L’epoca della prima di codeste due diramazioni, che si apre di faccia al sepolcro di s. Eusebio, fu dimostrato dall’esimio fratello dell’Autore per i dati topografici, non esser posteriore al declinante secolo III15: ma non così puossi decifrare e stabilire l’epoca della seconda; che la villana mano de’ soliti frugatori ingordi devastò per guisa anche questi venerandi recessi, che ne rimase un ammasso di rovine e di macerie. Per la qual cosa non è a dire l’eroica pazienza e affaticamento, che costò all’instancabile de Rossi il rintracciare tra que’ frantumi un qualche raggio di luce che riflettesse sull’istoria di codesti due malcapitati sepolcreti. E se dal primo potè ravvisare un nuovo simbolismo cristiano, nelle palestre e vasi di premio (sul qual simbolismo eruditamente disserta); dal secondo e da altri minori non può altro d’importante raccogliere che ivi doverono esser deposti non pochi illustri personaggi, fioriti sul tramonto del secolo IV o sul principiare del V; e segnatamente i discendenti della celebre matrona Romana, S. Paola, morta, com’è noto, in Betlemme l’anno 404.

Note

  1. Cantù, Gli eretici in Italia, T. II, p. 187.
  2. An. 1863, p. 41-46.
  3. Pag. 159, 160.
  4. V. Acta mart. sincera, p. 406.
  5. V. Hist. eccl, t.

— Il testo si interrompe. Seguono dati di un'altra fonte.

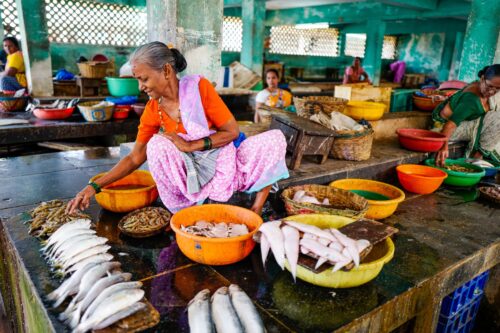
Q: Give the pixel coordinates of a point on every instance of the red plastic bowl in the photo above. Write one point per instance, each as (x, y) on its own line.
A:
(53, 114)
(419, 178)
(420, 140)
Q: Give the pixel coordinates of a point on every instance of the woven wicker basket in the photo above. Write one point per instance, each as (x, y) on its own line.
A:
(352, 145)
(307, 106)
(93, 69)
(342, 202)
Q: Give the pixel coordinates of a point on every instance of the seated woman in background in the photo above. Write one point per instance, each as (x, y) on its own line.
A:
(13, 77)
(469, 115)
(272, 95)
(355, 73)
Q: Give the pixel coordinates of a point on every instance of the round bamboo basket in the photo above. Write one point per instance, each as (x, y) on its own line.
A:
(352, 145)
(342, 202)
(307, 106)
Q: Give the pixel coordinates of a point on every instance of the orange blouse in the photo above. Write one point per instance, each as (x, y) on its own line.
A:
(216, 112)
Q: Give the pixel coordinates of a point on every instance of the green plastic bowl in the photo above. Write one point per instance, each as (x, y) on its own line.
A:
(457, 178)
(123, 86)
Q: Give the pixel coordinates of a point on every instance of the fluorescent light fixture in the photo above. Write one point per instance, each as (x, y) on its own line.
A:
(322, 25)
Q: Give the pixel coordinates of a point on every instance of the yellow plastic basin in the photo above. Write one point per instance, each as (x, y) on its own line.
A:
(377, 209)
(381, 254)
(364, 110)
(117, 198)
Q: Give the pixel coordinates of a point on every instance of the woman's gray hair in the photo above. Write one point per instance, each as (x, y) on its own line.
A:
(156, 55)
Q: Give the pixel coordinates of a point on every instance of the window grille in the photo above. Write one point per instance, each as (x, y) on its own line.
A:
(389, 47)
(232, 34)
(314, 42)
(355, 45)
(95, 23)
(9, 18)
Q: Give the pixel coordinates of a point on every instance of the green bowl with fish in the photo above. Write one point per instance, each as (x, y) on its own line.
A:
(460, 173)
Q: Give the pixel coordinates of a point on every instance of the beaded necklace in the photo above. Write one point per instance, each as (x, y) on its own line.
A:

V, p. 689.
  6. An. 1864, p. 76, e an. 1865, p. 15.
  7. De virginibus, III, 6.
  8. V. Iscrip., 1055, 1056.
  9. p. 25 e segg. e p. 76 e segg.
  10. T. II, pag. 281-83.
  11. P. 349-51.
  12. P. 281-92.
  13. Pag. 289 e segg.
  14. T. II, pag. 287 e segg.
  15. T. II, Analis. arch., pag. 110, M.